‘Ah, yes, Maud, my dear child—my dear child.’
He turned, and with the candle in his hand, smiling his silvery smile of suffering on me. He walked more feebly and stiffly, I thought, than I had ever seen him move before.
‘Sit down, Maud—pray sit there.’
I took the chair he indicated.
’In my misery and my solitude, Maud, I have invoked you like a spirit, and you appear.’
With his two hands leaning on the table, he looked across at me, in a stooping attitude; he had not seated himself. I continued silent until it should be his pleasure to question or address me.
At last he said, raising himself and looking upward, with a wild adoration—his finger-tips elevated and glimmering in the faint mixed light—
‘No, I thank my Creator, I am not quite forsaken.’

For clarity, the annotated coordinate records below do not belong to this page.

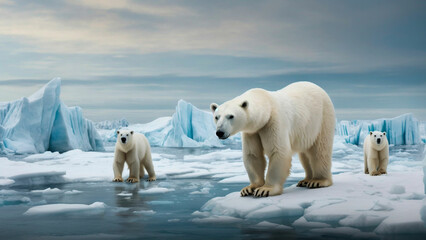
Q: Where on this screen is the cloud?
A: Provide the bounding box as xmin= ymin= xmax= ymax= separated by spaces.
xmin=0 ymin=0 xmax=426 ymax=74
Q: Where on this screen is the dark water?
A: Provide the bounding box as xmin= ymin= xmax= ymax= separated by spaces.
xmin=0 ymin=179 xmax=306 ymax=239
xmin=0 ymin=144 xmax=426 ymax=239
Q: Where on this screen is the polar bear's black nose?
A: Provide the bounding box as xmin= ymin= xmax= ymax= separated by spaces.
xmin=216 ymin=131 xmax=225 ymax=138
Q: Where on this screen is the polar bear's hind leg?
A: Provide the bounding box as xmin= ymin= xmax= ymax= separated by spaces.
xmin=297 ymin=153 xmax=312 ymax=187
xmin=306 ymin=121 xmax=334 ymax=188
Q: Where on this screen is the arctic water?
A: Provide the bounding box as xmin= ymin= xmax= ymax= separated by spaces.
xmin=0 ymin=145 xmax=425 ymax=239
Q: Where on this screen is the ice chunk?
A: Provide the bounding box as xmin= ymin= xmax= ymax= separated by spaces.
xmin=374 ymin=200 xmax=426 ymax=235
xmin=64 ymin=190 xmax=82 ymax=195
xmin=389 ymin=185 xmax=405 ymax=194
xmin=292 ymin=217 xmax=331 ymax=228
xmin=139 ymin=187 xmax=174 ymax=194
xmin=24 ymin=202 xmax=106 ymax=216
xmin=189 ymin=187 xmax=210 ymax=194
xmin=311 ymin=227 xmax=361 ymax=237
xmin=0 ymin=78 xmax=103 ymax=154
xmin=31 ymin=188 xmax=64 ymax=195
xmin=336 ymin=113 xmax=421 ymax=145
xmin=419 ymin=122 xmax=426 ymax=143
xmin=0 ymin=178 xmax=15 ymax=186
xmin=339 ymin=213 xmax=386 ymax=228
xmin=253 ymin=221 xmax=293 ymax=230
xmin=95 ymin=118 xmax=129 ymax=130
xmin=133 ymin=210 xmax=156 ymax=216
xmin=11 ymin=171 xmax=65 ymax=185
xmin=117 ymin=191 xmax=133 ymax=197
xmin=192 ymin=216 xmax=243 ymax=224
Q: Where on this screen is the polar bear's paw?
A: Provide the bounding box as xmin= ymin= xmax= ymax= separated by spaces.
xmin=146 ymin=177 xmax=157 ymax=182
xmin=240 ymin=185 xmax=255 ymax=197
xmin=297 ymin=179 xmax=309 ymax=187
xmin=306 ymin=179 xmax=331 ymax=188
xmin=126 ymin=178 xmax=139 ymax=183
xmin=370 ymin=171 xmax=381 ymax=176
xmin=112 ymin=177 xmax=123 ymax=182
xmin=253 ymin=186 xmax=283 ymax=197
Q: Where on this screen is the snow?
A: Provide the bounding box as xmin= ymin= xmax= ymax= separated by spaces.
xmin=0 ymin=127 xmax=426 ymax=238
xmin=197 ymin=172 xmax=426 ymax=236
xmin=31 ymin=188 xmax=64 ymax=194
xmin=139 ymin=187 xmax=174 ymax=195
xmin=0 ymin=178 xmax=15 ymax=186
xmin=94 ymin=118 xmax=129 ymax=130
xmin=133 ymin=210 xmax=156 ymax=216
xmin=336 ymin=113 xmax=424 ymax=145
xmin=192 ymin=216 xmax=243 ymax=224
xmin=24 ymin=202 xmax=106 ymax=216
xmin=389 ymin=185 xmax=405 ymax=194
xmin=253 ymin=221 xmax=293 ymax=230
xmin=0 ymin=78 xmax=103 ymax=154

Another silence, during which he looked steadfastly at me, and muttered, as if thinking aloud—
‘My guardian angel!—my guardian angel! Maud, you have a heart.’ He addressed me suddenly—’Listen, for a few moments, to the appeal of an old and broken-hearted man—your guardian—your uncle—your suppliant. I had resolved never to speak to you more on this subject. But I was wrong. It was pride that inspired me—mere pride.’
I felt myself growing pale and flushed by turns during the pause that followed.
’I’m very miserable—very nearly desperate. What remains for me—what remains? Fortune has done her worst—thrown in the dust, her wheels rolled over me; and the servile world, who follow her chariot like a mob, stamp upon the mangled wretch. All this had passed over me, and left me scarred and bloodless in this solitude. It was not my fault, Maud—I say it was no fault of mine; I have no remorse, though more regrets than I can count, and all scored with fire. As people passed by Bartram, and looked upon its neglected grounds and smokeless chimneys, they thought my plight, I dare say, about the worst a proud man could be reduced to. They could not imagine one half its misery. But this old hectic—this old epileptic—this old spectre of wrongs, calamities, and follies, had still one hope—my manly though untutored son—the last male scion of the Ruthyns. Maud, have I lost him? His fate—my fate—I may say Milly’s fate;—we all await your sentence. He loves you, as none but the very young can love, and that once only in a life. He loves you desperately—a most affectionate nature—a Ruthyn, the best blood in England—the last man of the race; and I—if I lose him I lose all; and you will see me in my coffin, Maud, before many months. I stand before you in the attitude of a suppliant—shall I kneel?’
His eyes were fixed on me with the light of despair, his knotted hands clasped, his whole figure bowed toward me. I was inexpressibly shocked and pained.
‘Oh, uncle! uncle!’ I cried, and from very excitement I burst into tears.